Pila Pharma AB has announced promising preclinical results for its lead candidate, XEN-D0501, a TRPV1 antagonist, in reducing abdominal aorta aneurysm growth in mice. The study, conducted by Professor Dick Wagsater's Research Group at Uppsala University, Sweden, demonstrated a robust decrease in aorta dilatation of more than 50% compared to placebo. This finding establishes a preclinical proof-of-concept for XEN-D0501's potential in treating cardiovascular diseases. The company is preparing for a Phase 2a clinical trial (PP-CT03) to further evaluate the drug's safety and efficacy in humans.
XEN-D0501: A TRPV1 Antagonist
XEN-D0501 is a selective, synthetic, and potent small molecule TRPV1 antagonist in-licensed by Pila Pharma in 2016. TRPV1, or transient receptor potential vanilloid 1, is a receptor primarily expressed in sensory nerve fibers and is involved in detecting noxious stimuli, including heat and chemical irritants. Modulation of TRPV1 has potential applications in treating pain disorders, inflammation, and cardiovascular diseases. While TRPV1 agonists have been studied for obesity management, XEN-D0501 takes an antagonist approach.
Preclinical Evidence
The recent preclinical study aimed to assess the potential of XEN-D0501 to decrease abdominal aneurysm growth in mice. The headline results indicated that XEN-D0501 almost completely inhibited aneurysm development in the preclinical model, achieving the study's primary goal. These data are pending a confirmatory study and will be submitted for publication in a scientific journal.
Clinical Trial History and Future Plans
Pila Pharma has already completed two Phase 2a clinical trials (PP-CT01 and PP-CT02) with XEN-D0501. These trials demonstrated that the drug is well-tolerated in people living with obesity and type 2 diabetes. Notably, PP-CT02 showed that XEN-D0501 (administered as 4 mg twice daily for 28 days) significantly enhanced the endogenous insulin response to oral glucose compared to placebo.
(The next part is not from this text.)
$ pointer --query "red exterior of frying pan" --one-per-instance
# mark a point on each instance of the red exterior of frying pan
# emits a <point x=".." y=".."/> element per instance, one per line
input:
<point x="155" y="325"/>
Furthermore, the trial observed a statistically significant reduction in ANP, a cardiovascular biomarker for heart failure.
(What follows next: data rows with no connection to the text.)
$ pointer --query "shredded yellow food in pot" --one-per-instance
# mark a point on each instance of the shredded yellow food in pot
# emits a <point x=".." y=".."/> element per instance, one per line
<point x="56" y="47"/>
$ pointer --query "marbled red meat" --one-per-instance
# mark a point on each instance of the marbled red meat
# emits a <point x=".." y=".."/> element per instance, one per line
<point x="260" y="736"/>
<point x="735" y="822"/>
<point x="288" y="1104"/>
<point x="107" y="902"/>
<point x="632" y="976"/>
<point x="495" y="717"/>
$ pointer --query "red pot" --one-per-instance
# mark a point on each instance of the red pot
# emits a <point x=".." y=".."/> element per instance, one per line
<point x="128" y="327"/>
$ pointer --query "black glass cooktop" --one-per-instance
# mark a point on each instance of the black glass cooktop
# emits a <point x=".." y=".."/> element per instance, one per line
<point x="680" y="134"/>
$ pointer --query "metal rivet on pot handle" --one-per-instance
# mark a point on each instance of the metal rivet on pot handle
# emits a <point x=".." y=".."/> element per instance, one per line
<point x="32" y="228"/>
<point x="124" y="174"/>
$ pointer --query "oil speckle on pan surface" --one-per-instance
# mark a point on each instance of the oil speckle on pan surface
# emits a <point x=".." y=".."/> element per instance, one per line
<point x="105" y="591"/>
In 2023, Pila Pharma reported excellent tolerability of XEN-D0501 following 13 weeks of administration at high doses in two animal species. This positive safety profile allows XEN-D0501 to progress into longer clinical trials. Currently, the company is preparing a scientific advice request regarding the study design for the next clinical Phase 2a trial, PP-CT03, which will be followed by a clinical trial submission in the UK. The objective of PP-CT03 is to identify the maximum tolerable dose of XEN-D0501 in people living with obesity and type 2 diabetes and to evaluate its safety profile following 3 months of chronic treatment. The study will also assess the drug's potential efficacy in reducing body weight.
Cautious Optimism
While XEN-D0501 has garnered attention and investor interest, some experts urge caution, emphasizing that the drug is still in early development. John B. Dixon, PhD, professor at Iverson Health Innovation Research Institute, Swinburne University of Technology, Melbourne, Australia, stated, "There is simply no quality human data to say anything about the possibilities for this pathway." Vincenzo Di Marzo, PhD, director of the Joint International Research Unit for the Chemical and Biomolecular Study of the Microbiome in Metabolic Health and Nutrition, also noted that the company data are promising but preliminary.
Pila Pharma is now planning a 3-month dose-escalation study in people with obesity and diabetes. Dorte X. Gram, PhD, founder of Pila Pharma, expressed optimism, stating, "If these studies show that the molecule is as efficacious and safe as we think it is, then it would make life a lot better for a lot of people because it is a tablet, not an injectable."
The company is also exploring the potential of XEN-D0501 for treating cardiovascular diseases, particularly abdominal aortic aneurysms, and as a potential nonopioid painkiller.